Devenu sénateur mardi, Doug Jones offre aux démocrates leur première victoire depuis vingt-cinq ans dans un État américain solidement républicain.

Avec la défaite de son poulain Roy Moore, Donald Trump a subi un sérieux revers électoral mardi dans l’Alabama. Le démocrate Doug Jones a remporté par une marge étroite – moins de 22.000 voix, à peine 1,5% – le fauteuil qu’occupait au Sénat Jeff Sessions, devenu ministre de la Justice.

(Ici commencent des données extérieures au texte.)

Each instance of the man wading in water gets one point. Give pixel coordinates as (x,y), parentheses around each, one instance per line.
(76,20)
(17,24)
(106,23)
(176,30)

Cette victoire à l’arraché fait retentir un coup de tonnerre sur la scène politique américaine. La dernière fois que cet État du Sud solidement républicain avait élu un démocrate, c’était en 1992 avec le sénateur Richard Shelby (qui a depuis fait défection pour passer dans le camp républicain). Il y a un an, Donald Trump avait empoché l’Alabama avec 28 points d’écart. Les républicains se retrouvent désormais avec la plus étroite des majorités au Sénat (51 sièges contre 49), mettant leur programme de réformes à la merci d’une seule défection.

Le président s’était personnellement impliqué dans la campagne, prenant tout l’état-major de son parti à revers lorsqu’avaient fait surface, début novembre, des accusations de harcèlement sexuel à l’encontre de Roy Moore. L’ancien juge suprême de l’Alabama, démis deux fois de ses fonctions pour insubordination à la justice fédérale, niait catégoriquement les accusations portées par plusieurs femmes, mineures à l’époque des faits. Alors que le parti le poussait à se retirer de la course,Trump l’avait ouvertement soutenu.

Cet échec est aussi celui de Steve Bannon, stratège du trumpisme, qui n’avait pas ménagé ses efforts pour faire élire Roy Moore. En soutenant un candidat aussi sulfureux, il a pris le risque de détourner de la révolution populiste les républicains modérés, en particulier l’électorat féminin. Le comportement scabreux prêté à Moore lui a coûté le vote crucial des mères de familles de la classe moyenne dans les banlieues de Birmingham, Montgomery et Mobile. Onze comtés qui avaient voté républicain en 2016 ont basculé dans le camp démocrate.

Le coup de pouce de Barack Obama à Doug Jones

Doug Jones, 63 ans, a mobilisé dans la dernière ligne droite l’électorat afro-américain grâce à un précieux coup de pouce de Barack Obama. L’ex-vice-président, Joe Biden, a aussi vanté «le courage et l’intégrité» de cet ancien procureur, qui avait fait juger en 1997 deux membres du Ku Klux Klan accusés d’avoir dynamité une église noire en 1963, provoquant la mort de quatre petites filles. À l’heure de la victoire, Jones a déclaré: «J’ai l’impression d’avoir attendu ce moment toute ma vie et maintenant je ne sais pas quoi dire. Je suis bouleversé. Nous avons montré à tout le pays la voie de l’unité.»

Ultraconservateur religieux, Roy Moorepartageait avec le président ses idées populistes, son rejet de l’establishment et le soupçon de «comportements inappropriés» dénoncés par plusieurs accusatrices. En pleine vague de scandales sexuels, le désaveu de l’ex-juge éclabousse ainsi le président, augurant de législatives de mi-mandat particulièrement disputées dans un an. Steve Bannon a entrepris de recruter des candidats populistes qu’il entend dresser contre l’establishment républicain dans une douzaine d’États. Mais, après un premier échec le mois dernier dans l’élection du gouverneur de la Virginie, il attend toujours un premier succès dans sa stratégie de subversion.

En fin de soirée, Donald Trump a tweeté un message de «félicitations à Doug Jones pour une victoire durement gagnée». Il a attribué la défaite de son candidat aux défections d’électeurs ayant inscrit le nom d’un tiers sur leur bulletin (près de 23.000 «write-in»). «Les républicains auront une autre chance dans très peu de temps», a ajouté Trump, Doug Jones ayant été élu jusqu’à la fin du mandat de Jeff Sessions en 2020.

Roy Moore a eu la défaite moins facile. Il a annoncé son intention de demander un nouveau décompte des voix, déclarant à ses supporteurs: «Ce n’est pas fini. Ça va prendre un peu de temps. Dieu contrôle tout.» Le secrétaire d’État de l’Alabama, responsable des élections, a promis que le résultat serait certifié, conformément à la loi de l’État, entre le 26 décembre et le 3 janvier prochain.